Dia mengaku, harga bahan kebutuhan pokok lain seperti beras dan gula pasir cenderung naik sedikit. Saat ini dijual Rp 9.000 hingga Rp 10.500 per kilogram untuk beras medium dan premium.
Bahkan, sejumlah pedagang telur ayam di Pasar Induk Kolpajung, Pamekasan, mengatakan, harga telur melejit hingga Rp 20.000 per kilogram. Para pedagang juga mengeluhkan pasokan telur ayam berkurang dalam sepekan ini. Menurut pedagang telur ayam, Fatur, permintaan tetap banyak meski pasok telur berkurang. Pada pekan lalu, harga telur masih bertahan Rp 16.000-Rp 17.000 per kilogram. Selama cuaca buruk, harga telur naik menjadi Rp 20.000 per kilogram.
Di tempat terpisah, selain telur, harga cabai di Pasar Wage, Purwokerto, Kabupaten Banyumas, Jawa Tengah, melonjak akibat kurangnya pasok dari petani. Harga cabai rawit merah yang sebelumnya hanya Rp 20.000 per kilogram, saat ini naik menjadi Rp 30.000 per kilogram. Demikian pula dengan cabai merah besar, yang sebelumnya hanya Rp 6.000, naik menjadi Rp 10.000 per kilogram.
Seorang pedagang di pasar tersebut, Endang (43), mengatakan, kenaikan harga cabai itu disebabkan berkurangnya pasokan dari petani di sentra-sentra tanaman sayuran. Menurut dia, petani lebih memilih menanam sayuran selain cabai karena dinilai lebih tahan terhadap kondisi cuaca yang sering hujan.
“Ini biasa terjadi, setiap kali musim hujan petani enggan menanam cabai karena produksinya akan terganggu sehingga mereka memilih tanam sayuran. Akibatnya, pasokan cabai berkurang dan harganya melonjak,” tuturnya.
Hal itu dibenarkan salah seorang petani di sentra tanaman sayuran, Desa Serang, Kecamatan Karangreja, Purbalingga, Sugito. Dia mengaku lebih memilih menanam sayuran karena sangat berisiko jika menanam cabai. “Menanam cabai saat musim hujan sangat berisiko sehingga harga cabai di pasaran melonjak akibat kurangnya pasokan,” tuturnya.
Selain cabai, menurut dia, beberapa jenis sayuran juga mengalami kenaikan harga, seperti tomat naik dari Rp 3.000 per kilogram menjadi Rp 5.000 per kilogram.

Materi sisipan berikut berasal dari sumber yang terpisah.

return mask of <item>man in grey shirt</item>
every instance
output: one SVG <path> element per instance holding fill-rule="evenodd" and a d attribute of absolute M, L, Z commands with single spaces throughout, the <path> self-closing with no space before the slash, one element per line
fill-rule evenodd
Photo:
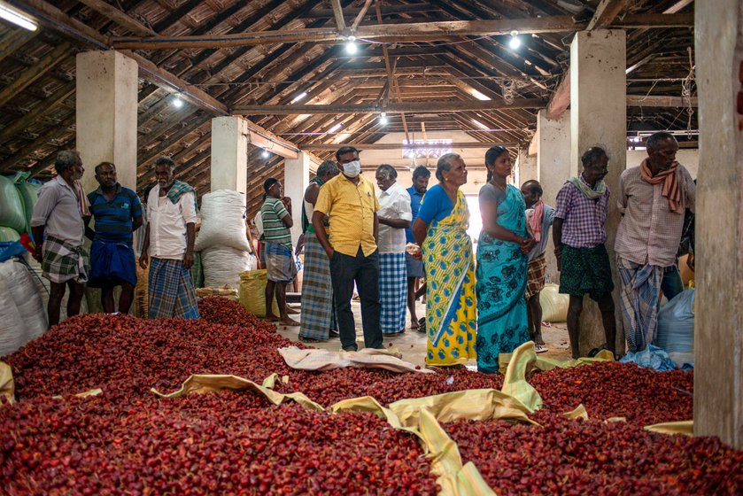
<path fill-rule="evenodd" d="M 85 221 L 89 216 L 88 198 L 78 180 L 85 169 L 80 153 L 66 150 L 54 161 L 57 177 L 39 190 L 39 201 L 31 217 L 31 233 L 35 243 L 34 258 L 42 264 L 49 279 L 50 327 L 59 323 L 59 307 L 66 286 L 70 289 L 67 316 L 80 313 L 80 304 L 88 281 L 88 254 L 83 247 Z"/>
<path fill-rule="evenodd" d="M 542 201 L 542 185 L 538 181 L 527 181 L 521 187 L 526 203 L 527 229 L 536 246 L 529 252 L 529 268 L 526 283 L 526 314 L 529 319 L 529 334 L 537 347 L 537 353 L 546 352 L 542 338 L 542 304 L 539 293 L 545 287 L 547 261 L 545 251 L 549 241 L 550 228 L 554 220 L 554 209 Z"/>

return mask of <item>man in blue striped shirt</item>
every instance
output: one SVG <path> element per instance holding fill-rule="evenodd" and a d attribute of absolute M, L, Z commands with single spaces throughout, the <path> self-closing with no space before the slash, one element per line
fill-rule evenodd
<path fill-rule="evenodd" d="M 101 288 L 104 311 L 115 311 L 113 288 L 121 286 L 119 311 L 129 312 L 136 285 L 136 262 L 132 233 L 142 225 L 142 203 L 136 193 L 116 180 L 116 167 L 101 162 L 96 167 L 100 186 L 88 194 L 95 232 L 87 229 L 93 240 L 90 248 L 90 274 L 88 286 Z"/>

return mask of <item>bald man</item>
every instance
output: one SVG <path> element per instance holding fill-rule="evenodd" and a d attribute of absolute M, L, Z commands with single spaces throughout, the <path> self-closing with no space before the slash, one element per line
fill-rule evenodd
<path fill-rule="evenodd" d="M 545 287 L 547 261 L 545 251 L 549 241 L 550 228 L 554 219 L 554 209 L 542 201 L 542 185 L 538 181 L 527 181 L 521 187 L 526 203 L 527 227 L 537 241 L 529 253 L 529 270 L 526 283 L 526 314 L 529 318 L 529 334 L 537 347 L 537 353 L 546 352 L 542 338 L 542 304 L 539 293 Z"/>

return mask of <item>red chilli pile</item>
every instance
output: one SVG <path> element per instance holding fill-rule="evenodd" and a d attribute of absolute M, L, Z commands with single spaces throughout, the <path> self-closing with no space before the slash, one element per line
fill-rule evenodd
<path fill-rule="evenodd" d="M 741 494 L 743 452 L 716 438 L 668 436 L 623 422 L 542 415 L 542 427 L 461 422 L 444 428 L 507 494 Z"/>

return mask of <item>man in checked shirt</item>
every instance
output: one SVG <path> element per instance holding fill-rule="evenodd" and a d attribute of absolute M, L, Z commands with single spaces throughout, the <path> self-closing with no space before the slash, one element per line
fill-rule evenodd
<path fill-rule="evenodd" d="M 608 156 L 599 147 L 581 157 L 583 173 L 569 179 L 560 192 L 553 223 L 554 255 L 560 274 L 560 292 L 570 295 L 568 334 L 573 358 L 578 358 L 583 297 L 588 293 L 599 303 L 607 338 L 606 347 L 615 353 L 616 324 L 611 291 L 611 267 L 604 244 L 609 190 L 604 182 Z"/>
<path fill-rule="evenodd" d="M 660 291 L 671 299 L 684 291 L 676 255 L 685 209 L 694 211 L 696 185 L 676 161 L 673 135 L 647 138 L 647 158 L 622 173 L 617 205 L 616 267 L 622 282 L 619 306 L 631 352 L 655 338 Z"/>

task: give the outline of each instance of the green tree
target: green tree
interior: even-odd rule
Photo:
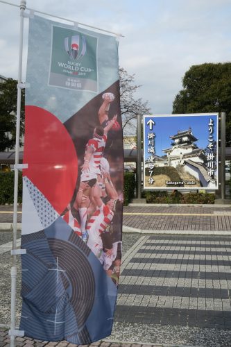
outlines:
[[[12,149],[15,146],[17,81],[8,78],[0,83],[0,151]],[[20,144],[24,133],[25,92],[22,90]]]
[[[182,79],[173,113],[226,113],[226,145],[231,146],[231,62],[194,65]]]
[[[119,68],[120,103],[123,131],[134,133],[138,115],[149,115],[148,101],[136,99],[135,92],[141,85],[135,84],[135,75],[129,75],[125,69]]]

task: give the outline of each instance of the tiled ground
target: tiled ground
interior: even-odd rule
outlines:
[[[142,237],[123,266],[115,319],[231,329],[230,266],[230,237]]]

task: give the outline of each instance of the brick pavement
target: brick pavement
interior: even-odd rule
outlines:
[[[123,265],[116,321],[231,329],[231,237],[142,237]]]
[[[21,223],[22,205],[18,206],[18,212],[17,222]],[[12,222],[12,206],[0,205],[0,223]],[[153,206],[147,204],[125,206],[123,224],[136,229],[153,231],[229,232],[231,230],[231,205]]]
[[[229,208],[204,205],[126,206],[123,224],[143,230],[230,232],[231,205]]]
[[[8,329],[0,328],[0,346],[8,347],[10,346],[10,337],[8,335]],[[66,341],[49,342],[47,341],[42,341],[33,339],[31,337],[17,337],[15,341],[15,346],[20,347],[31,347],[32,346],[36,347],[74,347],[78,345],[69,344]],[[78,345],[79,347],[168,347],[171,345],[162,344],[132,344],[132,343],[121,343],[121,342],[110,342],[108,341],[99,341],[94,342],[88,345]],[[189,347],[189,346],[188,346]]]

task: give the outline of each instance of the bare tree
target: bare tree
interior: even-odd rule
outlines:
[[[124,133],[132,133],[136,127],[137,115],[150,114],[148,101],[142,98],[135,99],[135,93],[141,85],[134,83],[135,74],[129,75],[123,67],[119,68],[120,102]],[[128,130],[129,129],[129,130]]]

Terkait kondisi itu, guru besar Institut Pertanian Bogor (IPB) Bungaran Saragih mengatakan, berbagai pemicu kenaikan harga dan penurunan produksi seperti cuaca ekstrem maupun kendala distribusi selalu menjadi alasan bagi pemerintah. Padahal, permasalahan itu semestinya bisa diantisipasi pemerintah karena kendala itu bukan pertama kali terjadi pada siklus harga dan produksi pangan nasional.
Namun, lonjakan harga yang terjadi secara musiman itu selama ini hanya diantisipasi oleh pemerintah dengan cara instan (jangka pendek). Akibatnya, para spekulan leluasa memainkan harga saat pasok bahan kebutuhan masyarakat berkurang karena pemerintah tidak memegang kendali atas stok bahan pangan dan komoditas lainnya jika terjadi kelangkaan atau kekurangan di pasaran.
Oleh karena itu, kata dia, penyelesaian produksi pangan harus dilakukan dengan rencana jangka panjang. Apalagi masih banyak perbaikan di sektor pertanian, yakni perbaikan terhadap lahan pertanian nasional serta penyebaran benih unggul yang meningkatkan produksi dan tahan terhadap cuaca.